LWN.net Weekly Edition for October 20, 2016
Automatically detecting kernel interface changes
ABI changes can be painful for anybody charged with the development and maintenance of software; that can be doubly so when the changes happen inadvertently and take people by surprise. There is tooling out there that can search for and report ABI changes. At Kernel Recipes 2016, Dodji Seketeli presented some early work he has done on a tool that would find unexpected kernel ABI changes and asked what might seem like an obvious question: would this functionality be useful to the development community?It is worth noting that he was not talking about the sort of ABI change that kernel developers worry about the most: changes to the user-space ABI. Instead, he is focusing on changes to the loadable-module ABI. At first blush, that might seem like it could reduce the level of interest in his work.
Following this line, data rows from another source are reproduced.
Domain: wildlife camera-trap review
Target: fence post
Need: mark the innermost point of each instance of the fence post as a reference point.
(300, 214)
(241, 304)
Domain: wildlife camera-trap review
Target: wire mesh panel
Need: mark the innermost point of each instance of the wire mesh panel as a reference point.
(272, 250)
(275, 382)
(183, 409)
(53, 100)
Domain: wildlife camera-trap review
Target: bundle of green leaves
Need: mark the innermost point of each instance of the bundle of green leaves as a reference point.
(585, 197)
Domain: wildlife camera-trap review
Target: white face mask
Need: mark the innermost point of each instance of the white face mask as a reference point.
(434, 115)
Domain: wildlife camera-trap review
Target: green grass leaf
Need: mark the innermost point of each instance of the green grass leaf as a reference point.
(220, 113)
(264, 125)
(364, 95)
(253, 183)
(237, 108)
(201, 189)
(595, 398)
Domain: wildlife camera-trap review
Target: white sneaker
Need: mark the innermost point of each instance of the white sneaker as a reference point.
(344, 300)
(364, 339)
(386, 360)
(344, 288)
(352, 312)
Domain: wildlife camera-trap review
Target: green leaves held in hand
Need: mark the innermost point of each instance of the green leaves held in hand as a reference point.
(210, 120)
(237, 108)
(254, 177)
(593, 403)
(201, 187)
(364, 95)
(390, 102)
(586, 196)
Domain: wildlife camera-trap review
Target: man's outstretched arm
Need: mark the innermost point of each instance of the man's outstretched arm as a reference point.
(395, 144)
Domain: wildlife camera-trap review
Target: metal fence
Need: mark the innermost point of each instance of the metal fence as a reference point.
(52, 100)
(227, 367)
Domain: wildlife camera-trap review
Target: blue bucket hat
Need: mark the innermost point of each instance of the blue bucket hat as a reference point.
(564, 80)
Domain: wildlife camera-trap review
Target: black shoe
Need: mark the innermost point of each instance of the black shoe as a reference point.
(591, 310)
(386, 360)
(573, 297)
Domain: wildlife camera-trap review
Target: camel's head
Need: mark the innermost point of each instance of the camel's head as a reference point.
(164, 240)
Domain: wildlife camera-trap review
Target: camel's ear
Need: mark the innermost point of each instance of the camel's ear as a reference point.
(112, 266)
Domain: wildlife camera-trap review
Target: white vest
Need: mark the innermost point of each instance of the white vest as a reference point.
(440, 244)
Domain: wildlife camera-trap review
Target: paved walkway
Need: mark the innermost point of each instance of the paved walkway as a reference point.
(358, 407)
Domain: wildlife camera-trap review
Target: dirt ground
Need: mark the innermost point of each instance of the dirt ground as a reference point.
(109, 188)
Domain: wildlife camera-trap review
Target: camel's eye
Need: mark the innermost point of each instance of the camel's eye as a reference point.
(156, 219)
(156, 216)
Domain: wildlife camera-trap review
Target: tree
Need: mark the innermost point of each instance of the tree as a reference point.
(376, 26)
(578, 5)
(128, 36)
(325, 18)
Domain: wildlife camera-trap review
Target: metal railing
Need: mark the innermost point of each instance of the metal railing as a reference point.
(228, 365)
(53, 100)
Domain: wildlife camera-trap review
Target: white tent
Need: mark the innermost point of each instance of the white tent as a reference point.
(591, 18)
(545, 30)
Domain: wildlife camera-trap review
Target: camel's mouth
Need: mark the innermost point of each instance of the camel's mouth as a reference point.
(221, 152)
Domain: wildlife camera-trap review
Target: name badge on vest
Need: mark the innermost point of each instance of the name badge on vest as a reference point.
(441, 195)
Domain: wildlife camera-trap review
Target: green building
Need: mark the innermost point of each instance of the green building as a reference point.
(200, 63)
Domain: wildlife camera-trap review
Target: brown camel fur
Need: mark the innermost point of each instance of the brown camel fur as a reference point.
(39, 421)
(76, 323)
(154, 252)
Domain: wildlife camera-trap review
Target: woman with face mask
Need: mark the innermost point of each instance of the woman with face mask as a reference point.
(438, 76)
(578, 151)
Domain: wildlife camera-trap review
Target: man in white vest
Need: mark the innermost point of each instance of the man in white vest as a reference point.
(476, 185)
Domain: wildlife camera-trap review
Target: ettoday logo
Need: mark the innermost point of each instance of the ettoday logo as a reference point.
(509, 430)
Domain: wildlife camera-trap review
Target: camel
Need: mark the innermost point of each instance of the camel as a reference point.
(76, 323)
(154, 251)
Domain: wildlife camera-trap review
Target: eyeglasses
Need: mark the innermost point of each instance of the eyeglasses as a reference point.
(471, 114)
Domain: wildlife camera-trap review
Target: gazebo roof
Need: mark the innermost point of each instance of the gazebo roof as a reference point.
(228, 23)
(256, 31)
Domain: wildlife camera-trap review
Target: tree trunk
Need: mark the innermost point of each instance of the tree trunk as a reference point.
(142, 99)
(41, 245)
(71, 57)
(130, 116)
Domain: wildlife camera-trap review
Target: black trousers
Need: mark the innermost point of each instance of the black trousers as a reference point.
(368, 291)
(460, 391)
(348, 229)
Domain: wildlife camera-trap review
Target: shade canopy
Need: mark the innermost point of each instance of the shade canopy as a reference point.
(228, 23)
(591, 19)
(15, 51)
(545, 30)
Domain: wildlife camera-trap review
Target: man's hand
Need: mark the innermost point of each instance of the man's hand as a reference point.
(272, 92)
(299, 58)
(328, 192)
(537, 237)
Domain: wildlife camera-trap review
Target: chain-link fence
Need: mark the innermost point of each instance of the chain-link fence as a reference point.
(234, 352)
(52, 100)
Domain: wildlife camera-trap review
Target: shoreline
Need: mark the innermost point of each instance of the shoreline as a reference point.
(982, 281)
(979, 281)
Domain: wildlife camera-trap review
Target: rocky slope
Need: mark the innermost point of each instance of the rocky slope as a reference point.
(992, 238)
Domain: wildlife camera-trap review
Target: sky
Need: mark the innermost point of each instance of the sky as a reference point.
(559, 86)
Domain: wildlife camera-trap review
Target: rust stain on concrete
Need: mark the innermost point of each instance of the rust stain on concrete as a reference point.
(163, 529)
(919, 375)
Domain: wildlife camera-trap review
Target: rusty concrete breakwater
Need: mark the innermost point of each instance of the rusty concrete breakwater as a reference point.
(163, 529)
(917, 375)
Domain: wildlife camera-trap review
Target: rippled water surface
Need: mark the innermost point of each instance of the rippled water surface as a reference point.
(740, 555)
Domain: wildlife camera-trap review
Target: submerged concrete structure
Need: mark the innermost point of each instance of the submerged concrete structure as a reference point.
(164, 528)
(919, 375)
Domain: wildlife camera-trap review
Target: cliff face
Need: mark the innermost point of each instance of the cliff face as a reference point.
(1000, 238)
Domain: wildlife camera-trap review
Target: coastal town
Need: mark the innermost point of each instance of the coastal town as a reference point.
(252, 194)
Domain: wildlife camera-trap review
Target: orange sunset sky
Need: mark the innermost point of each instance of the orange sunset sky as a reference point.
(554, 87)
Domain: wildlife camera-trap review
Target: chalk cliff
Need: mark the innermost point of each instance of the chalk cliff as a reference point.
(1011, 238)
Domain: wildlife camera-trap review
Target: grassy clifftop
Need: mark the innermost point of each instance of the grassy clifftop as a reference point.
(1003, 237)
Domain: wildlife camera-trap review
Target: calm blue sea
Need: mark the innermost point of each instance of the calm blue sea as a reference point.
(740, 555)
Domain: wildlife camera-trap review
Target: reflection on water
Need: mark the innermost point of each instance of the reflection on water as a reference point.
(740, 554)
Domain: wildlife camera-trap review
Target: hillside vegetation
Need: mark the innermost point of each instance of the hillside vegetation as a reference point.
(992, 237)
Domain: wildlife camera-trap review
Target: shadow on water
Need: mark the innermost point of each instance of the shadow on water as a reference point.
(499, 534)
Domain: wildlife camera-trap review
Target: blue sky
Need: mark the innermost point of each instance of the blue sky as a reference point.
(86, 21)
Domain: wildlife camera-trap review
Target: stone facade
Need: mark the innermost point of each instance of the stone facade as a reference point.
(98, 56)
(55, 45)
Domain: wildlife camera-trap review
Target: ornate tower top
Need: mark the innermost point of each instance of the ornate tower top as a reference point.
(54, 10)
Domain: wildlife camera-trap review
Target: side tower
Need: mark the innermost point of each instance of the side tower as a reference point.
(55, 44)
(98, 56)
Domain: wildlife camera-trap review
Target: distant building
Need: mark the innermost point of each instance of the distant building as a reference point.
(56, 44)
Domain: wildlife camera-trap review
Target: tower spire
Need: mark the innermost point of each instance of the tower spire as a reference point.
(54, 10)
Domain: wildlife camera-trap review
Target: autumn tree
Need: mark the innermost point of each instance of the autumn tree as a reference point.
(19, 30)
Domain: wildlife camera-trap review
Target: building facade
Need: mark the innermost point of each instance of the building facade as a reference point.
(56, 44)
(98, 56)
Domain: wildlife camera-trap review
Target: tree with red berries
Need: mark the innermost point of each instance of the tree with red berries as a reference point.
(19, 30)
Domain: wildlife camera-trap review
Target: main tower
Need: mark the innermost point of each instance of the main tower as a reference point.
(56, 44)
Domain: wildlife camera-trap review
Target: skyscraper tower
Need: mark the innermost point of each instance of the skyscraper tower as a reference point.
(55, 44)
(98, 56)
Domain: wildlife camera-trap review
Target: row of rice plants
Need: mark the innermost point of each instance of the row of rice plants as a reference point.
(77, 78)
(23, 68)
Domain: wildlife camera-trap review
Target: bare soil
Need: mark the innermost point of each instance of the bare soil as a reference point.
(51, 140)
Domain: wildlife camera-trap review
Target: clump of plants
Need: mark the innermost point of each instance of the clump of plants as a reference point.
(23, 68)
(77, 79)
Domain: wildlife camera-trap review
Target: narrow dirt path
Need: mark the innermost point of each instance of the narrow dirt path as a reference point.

As was pointed out in the talk, kernel developers are generally unwilling to talk about the module interface as an ABI at all; at best, it's a fluid API with no stability guarantees. This interface is explicitly allowed to change, so the number of developers wanting a tool to flag those changes might be thought to be small.
Interest in this kind of tool comes mostly from distributors. The
enterprise distributors could use it to let binary-driver vendors know when
something has changed in the module interface. But Ben Hutchings, Debian's
kernel maintainer, said that it would be generally useful to avoid making
changes to the module interface when patching a stable kernel.
The abidiff tool exists to provide just this kind of information. It reads the ELF symbol information from an object file, along with any debug information found there. It uses that information to build an internal representation of the ABI, which can be saved in a special XML file. Given ABI representations from two different objects, abidiff can report on the differences between the two.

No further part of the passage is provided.